High-availability (HA) architectures are computer systems designed to, as best as possible, ensure continuous data and application availability, even when application components fail. These systems are typically used for applications that have a high cost associated with every moment of downtime. Example applications include Wall Street trading software (e.g., investment firms) and transportation/logistics tracking (e.g., package delivery companies). Since occasional failures are unavoidable, it is extremely important to reduce the amount of time it takes to recover from a failure in these systems.
The most common failure to occur in HA systems is an individual machine failure. Here, one of the machines or components in the system will stop working. In order to protect against such failures, redundant machines or components are commonly used. FIG. 1 is a figure illustrating a typical redundant architecture for a database application. A pool of application servers processes requests from clients. If one of the application servers fails, another application server is available to take its place. The application servers, in turn, retrieve and modify data from a database. To ensure that the HA system continues to operate even if a database fails, multiple database server components are organized into an operating system level cluster 100. In this case, two database servers 102, 104 are configured as a cluster. The standby database 104 is kept in a running state, and in case of failure it automatically steps in for the primary database 102. The standby database 104 is alerted to a failure in the primary database 102 when it fails to receive a heartbeat signal.
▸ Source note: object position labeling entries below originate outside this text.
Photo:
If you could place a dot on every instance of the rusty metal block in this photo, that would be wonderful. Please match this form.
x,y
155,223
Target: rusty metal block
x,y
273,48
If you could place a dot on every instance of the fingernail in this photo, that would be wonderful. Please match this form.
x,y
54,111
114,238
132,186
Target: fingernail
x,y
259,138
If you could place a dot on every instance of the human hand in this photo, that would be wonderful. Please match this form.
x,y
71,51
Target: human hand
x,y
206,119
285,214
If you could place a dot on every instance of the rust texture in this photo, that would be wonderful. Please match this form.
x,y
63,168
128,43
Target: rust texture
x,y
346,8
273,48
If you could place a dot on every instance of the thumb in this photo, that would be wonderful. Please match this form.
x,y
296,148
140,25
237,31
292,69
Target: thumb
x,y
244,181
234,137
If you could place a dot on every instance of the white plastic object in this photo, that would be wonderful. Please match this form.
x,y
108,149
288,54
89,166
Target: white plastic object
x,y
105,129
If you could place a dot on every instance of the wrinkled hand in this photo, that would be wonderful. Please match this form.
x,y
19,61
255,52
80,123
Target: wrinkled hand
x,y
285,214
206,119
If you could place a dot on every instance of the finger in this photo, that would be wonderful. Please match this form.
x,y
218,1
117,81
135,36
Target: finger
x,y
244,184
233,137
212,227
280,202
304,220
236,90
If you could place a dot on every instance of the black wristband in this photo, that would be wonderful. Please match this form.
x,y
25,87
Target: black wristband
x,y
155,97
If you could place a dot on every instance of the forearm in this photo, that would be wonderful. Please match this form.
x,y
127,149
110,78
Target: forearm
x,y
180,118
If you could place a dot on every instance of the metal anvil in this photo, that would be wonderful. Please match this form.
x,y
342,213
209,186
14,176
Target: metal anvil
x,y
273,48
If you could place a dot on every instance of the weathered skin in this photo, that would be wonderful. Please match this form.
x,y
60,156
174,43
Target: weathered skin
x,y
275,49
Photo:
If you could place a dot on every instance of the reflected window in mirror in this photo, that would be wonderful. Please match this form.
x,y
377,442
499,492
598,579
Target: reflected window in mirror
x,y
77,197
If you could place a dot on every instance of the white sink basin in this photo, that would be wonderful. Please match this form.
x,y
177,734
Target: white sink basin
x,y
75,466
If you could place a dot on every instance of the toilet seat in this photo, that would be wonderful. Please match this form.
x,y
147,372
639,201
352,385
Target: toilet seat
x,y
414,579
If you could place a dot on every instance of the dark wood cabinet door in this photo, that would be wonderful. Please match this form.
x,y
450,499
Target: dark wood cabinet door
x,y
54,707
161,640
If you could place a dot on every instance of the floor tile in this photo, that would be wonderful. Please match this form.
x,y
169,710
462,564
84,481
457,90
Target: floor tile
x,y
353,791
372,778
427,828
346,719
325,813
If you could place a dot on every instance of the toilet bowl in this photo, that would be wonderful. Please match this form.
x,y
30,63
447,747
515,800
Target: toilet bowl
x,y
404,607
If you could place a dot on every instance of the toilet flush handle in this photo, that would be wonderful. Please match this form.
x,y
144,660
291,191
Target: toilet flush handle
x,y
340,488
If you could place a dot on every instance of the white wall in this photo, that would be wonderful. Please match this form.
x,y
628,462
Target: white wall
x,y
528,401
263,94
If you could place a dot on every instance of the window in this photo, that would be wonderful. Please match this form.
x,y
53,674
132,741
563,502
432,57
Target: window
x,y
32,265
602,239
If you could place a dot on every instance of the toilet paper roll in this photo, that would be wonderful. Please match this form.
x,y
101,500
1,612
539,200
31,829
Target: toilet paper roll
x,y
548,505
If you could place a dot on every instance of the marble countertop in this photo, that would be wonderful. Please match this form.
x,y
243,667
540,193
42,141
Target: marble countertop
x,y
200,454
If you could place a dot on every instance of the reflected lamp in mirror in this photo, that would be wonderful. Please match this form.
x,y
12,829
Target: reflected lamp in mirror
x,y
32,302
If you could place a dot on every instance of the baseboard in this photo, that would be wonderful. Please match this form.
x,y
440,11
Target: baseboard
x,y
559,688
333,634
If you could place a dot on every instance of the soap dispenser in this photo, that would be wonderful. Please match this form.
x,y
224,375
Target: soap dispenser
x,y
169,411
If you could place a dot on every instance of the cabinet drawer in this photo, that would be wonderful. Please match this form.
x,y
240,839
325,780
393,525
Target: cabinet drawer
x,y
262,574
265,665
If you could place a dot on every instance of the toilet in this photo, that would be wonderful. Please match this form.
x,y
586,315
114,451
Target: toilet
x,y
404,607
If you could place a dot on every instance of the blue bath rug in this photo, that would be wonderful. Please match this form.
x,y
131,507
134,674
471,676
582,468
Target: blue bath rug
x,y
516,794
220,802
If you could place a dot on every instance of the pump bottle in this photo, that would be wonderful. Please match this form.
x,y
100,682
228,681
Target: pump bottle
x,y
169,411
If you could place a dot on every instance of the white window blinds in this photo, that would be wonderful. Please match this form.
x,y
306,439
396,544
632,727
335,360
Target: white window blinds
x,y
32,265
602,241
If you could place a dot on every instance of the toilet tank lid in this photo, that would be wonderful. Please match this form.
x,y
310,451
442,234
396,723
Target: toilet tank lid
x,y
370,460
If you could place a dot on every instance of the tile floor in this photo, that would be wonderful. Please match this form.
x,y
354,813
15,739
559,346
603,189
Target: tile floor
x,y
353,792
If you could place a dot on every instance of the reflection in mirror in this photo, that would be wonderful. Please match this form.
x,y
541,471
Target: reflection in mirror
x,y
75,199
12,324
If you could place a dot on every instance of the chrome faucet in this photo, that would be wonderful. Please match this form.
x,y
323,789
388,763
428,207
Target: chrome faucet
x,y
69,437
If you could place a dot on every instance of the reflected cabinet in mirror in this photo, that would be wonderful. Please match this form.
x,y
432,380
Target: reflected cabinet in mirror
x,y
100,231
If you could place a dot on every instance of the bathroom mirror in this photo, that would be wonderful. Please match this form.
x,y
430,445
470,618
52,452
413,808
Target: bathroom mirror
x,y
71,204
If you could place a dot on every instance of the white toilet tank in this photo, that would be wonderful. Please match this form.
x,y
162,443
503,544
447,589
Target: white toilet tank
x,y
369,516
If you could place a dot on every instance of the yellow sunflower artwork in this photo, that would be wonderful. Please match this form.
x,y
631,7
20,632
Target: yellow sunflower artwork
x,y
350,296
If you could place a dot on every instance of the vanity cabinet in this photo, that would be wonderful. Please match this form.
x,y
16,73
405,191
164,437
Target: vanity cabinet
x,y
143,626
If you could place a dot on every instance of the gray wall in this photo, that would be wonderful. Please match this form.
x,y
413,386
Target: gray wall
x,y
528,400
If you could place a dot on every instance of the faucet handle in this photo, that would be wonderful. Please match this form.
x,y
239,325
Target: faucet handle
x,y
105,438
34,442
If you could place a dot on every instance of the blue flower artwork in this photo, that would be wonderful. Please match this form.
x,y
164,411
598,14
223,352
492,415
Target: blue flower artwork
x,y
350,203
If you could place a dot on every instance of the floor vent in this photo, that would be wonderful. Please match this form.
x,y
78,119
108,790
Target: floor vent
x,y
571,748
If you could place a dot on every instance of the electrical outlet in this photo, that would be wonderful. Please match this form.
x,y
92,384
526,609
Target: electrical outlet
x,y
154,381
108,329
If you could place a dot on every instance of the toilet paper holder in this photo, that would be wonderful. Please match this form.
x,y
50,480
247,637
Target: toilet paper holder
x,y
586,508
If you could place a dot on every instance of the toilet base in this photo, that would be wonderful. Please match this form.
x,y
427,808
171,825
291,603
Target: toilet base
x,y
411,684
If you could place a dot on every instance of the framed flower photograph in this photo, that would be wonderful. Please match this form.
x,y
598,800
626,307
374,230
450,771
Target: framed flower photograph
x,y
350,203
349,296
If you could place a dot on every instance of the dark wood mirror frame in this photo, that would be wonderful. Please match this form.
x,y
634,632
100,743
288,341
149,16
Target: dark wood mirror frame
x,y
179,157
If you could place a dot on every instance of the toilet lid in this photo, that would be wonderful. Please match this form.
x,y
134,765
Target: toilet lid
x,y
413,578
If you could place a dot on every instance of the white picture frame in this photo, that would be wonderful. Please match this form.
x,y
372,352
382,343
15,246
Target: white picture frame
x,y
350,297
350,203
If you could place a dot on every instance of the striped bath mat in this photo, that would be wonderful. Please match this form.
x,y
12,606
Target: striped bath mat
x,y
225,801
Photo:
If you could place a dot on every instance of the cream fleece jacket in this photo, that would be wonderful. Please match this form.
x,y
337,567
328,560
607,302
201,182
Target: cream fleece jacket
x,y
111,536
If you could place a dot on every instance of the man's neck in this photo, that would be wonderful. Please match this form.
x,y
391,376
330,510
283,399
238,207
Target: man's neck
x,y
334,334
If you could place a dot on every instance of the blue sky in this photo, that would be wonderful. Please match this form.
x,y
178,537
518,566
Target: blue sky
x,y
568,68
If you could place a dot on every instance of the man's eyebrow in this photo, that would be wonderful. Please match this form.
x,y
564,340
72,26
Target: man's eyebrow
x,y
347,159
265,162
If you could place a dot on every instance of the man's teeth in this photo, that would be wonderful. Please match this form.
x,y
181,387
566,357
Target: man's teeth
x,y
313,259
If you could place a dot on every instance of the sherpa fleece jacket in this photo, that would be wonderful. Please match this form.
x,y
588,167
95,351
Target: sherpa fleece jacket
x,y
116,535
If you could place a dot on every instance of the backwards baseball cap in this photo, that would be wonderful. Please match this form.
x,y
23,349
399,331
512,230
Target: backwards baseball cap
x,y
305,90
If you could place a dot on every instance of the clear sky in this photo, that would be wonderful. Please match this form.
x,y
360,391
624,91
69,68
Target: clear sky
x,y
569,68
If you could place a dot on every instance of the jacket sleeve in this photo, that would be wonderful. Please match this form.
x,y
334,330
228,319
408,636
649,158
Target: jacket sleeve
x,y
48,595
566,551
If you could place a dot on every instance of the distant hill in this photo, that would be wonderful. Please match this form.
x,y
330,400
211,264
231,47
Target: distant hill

The standby database 104 is kept up-to-date by periodic database-level or disk-level replication of the primary database 102.
The main drawback of these types of architectures, however, is that the time to recover is lengthy. The standby database 104 needs to process the transaction and recovery logs left behind by the primary database 102 before it can start servicing requests. This results in an unacceptably long failover time (typically several minutes).
What is needed is a solution that reduces failover time to an acceptable level.